Pink Lady’s Slippers or Moccasin Flowers
An interesting article by Kyhl Lyndgaard opens with the following:
One year before the passage of the Indian Removal Act in 1830, Almira Lincoln Phelps published the first edition of her Familiar Lectures of Botany. Phelps wrote that “the Orchis tribe” are “opposing all attempts at civilization, [and] are to be found only in the depths of the forest…. we may, in this respect, compare them to the aboriginal inhabitants of America, who seem to prefer their own native wilds to the refinements and luxuries of civilized life.” Many species of native orchids were commonly called moccasin flowers at the beginning of the 19th century. Yet by 1900, the usual term was the same as that used in England: the lady’s slipper. This shift in plant names ominously mirrors social perceptions of the apparent need for Indian removal during the same period.
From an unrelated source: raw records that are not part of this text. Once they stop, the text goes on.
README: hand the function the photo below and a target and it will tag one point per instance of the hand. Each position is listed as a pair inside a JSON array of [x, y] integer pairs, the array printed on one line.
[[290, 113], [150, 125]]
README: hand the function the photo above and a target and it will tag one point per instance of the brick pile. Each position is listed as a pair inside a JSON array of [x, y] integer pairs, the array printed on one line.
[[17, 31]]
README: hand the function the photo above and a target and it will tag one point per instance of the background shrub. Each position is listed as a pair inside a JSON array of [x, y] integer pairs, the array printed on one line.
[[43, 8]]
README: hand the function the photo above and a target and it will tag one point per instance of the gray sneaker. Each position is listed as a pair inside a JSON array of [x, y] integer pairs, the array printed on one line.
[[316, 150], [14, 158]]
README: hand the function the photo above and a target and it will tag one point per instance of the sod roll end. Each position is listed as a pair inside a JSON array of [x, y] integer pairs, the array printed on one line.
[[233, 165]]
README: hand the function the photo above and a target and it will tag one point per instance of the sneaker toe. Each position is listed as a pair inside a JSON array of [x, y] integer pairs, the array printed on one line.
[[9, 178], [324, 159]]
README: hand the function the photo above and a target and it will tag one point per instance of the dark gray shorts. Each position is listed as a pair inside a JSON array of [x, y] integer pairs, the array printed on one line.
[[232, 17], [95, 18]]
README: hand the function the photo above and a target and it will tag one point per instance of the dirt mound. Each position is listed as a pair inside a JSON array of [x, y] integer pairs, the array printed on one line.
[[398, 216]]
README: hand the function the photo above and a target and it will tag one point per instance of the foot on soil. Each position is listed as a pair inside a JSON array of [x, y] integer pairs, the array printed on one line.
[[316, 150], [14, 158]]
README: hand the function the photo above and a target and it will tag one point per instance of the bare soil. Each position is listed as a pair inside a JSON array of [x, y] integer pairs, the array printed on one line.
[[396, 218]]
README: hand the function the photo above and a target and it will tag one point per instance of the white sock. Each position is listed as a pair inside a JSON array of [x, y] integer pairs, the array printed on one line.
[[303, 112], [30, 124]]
Lyndgaard continues with a brief sketch of the arrival of the “more civilized” term: Lady’s Slipper.
These flowers are found in Maine and noticeable along hiking trails. A single flower is perched on a 12-inch stalk from several 7-inch oval shaped leaves at the base. The veins in the flower are usually pink but occasionally pure white.
They are found in the woods, especially under pine trees and bogs, blooming from May to June. These flowers do not transplant due to their dependence on the local soil composition.